Loup y es-tu ?
Pisteur de loup patenté, l’écologue philosophe Antoine Nochy arpente les environs de son domicile cévenol dès lors où il entend parler d’une attaque lupine sur un veau nouveau-né dans une étable isolée. Débute la quête du loup mais l’animal demeure invisible, ne se matérialisant qu’à travers des empreintes fuyantes, des carcasses de proies, une fébrilité animale, des témoignages humains. Les caméras à infra-rouges posées dans des endroits jugés stratégiques ne révèlent rien. Ecoutant, humant, raisonnant, laissant sourdre sa part animale, Antoine Nochy observe le terrain et, fort de ses connaissances naturalistes, cartographie une piste probable du loup mais toujours la bête se dérobe, esquive, s’estompe jusque dans l’imaginaire du guetteur.
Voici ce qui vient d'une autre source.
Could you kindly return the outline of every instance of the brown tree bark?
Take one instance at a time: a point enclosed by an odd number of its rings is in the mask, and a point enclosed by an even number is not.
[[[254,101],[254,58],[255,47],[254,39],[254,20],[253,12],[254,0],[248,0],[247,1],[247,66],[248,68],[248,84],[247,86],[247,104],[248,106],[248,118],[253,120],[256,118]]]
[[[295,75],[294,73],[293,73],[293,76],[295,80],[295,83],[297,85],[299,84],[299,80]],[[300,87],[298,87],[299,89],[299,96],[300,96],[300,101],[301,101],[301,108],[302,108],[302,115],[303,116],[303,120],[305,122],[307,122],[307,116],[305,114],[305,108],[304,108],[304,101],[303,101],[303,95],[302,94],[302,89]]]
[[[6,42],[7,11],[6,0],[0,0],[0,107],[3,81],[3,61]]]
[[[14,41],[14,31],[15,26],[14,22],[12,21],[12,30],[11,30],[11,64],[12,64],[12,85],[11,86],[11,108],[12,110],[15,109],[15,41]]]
Le lecteur suit un journal de traque sur quatre mois, de mars, « Le mois des repérages » à juin 2016, « Des hurlements au cœur d’un itinéraire ». L’auteur y décrit son cheminement, la mise en place des pièges olfactifs et des caméras, ses découragements et ses enthousiasmes. Aux descriptions de terrain s’entremêlent des réflexions pertinentes sur la gestion de la nature, la cohabitation des espèces ; des informations naturalistes sur le loup sont distillées et suscitent toujours l’intérêt. L’écriture n’est pas littéraire ou poétique ; elle se veut factuelle et neutre, visant l’objectivité mais l’auteur ne peut pas toujours contrarier sa formation universitaire de philosophe ; il tente parfois de cadrer le monde à travers des concepts dans un système de pensée. Conscient des limites d’une telle démarche, il revient vite à la réalité tangible : « Notre métaphysique s’imagine que l’être produit le monde or l’écologie nous raconte que les êtres sont produits par l’interaction qu’ils ont avec le monde ». Juste après on peut lire : « On est passé de la féodalité à la société industrielle, nous nous sommes enfermés dans cette passion de résumer le monde à une unité ». Enfin, il conclut : « On ne vit pas avec la culture, on vit avec la nature ». Ces digressions essentielles et riches rehaussent un carnet de terrain instructif mais néanmoins volontairement lacunaire pour des raisons de sécurité quant aux localisations géographiques, ménageant le suspense, titillant la curiosité, maintenant le désir d’aller jusqu’au bout du document afin dans déborder le contenu pour arpenter les Cévennes, sur les traces d’un Lupin, passé maître dans l’art de la pointe et de l’esquive.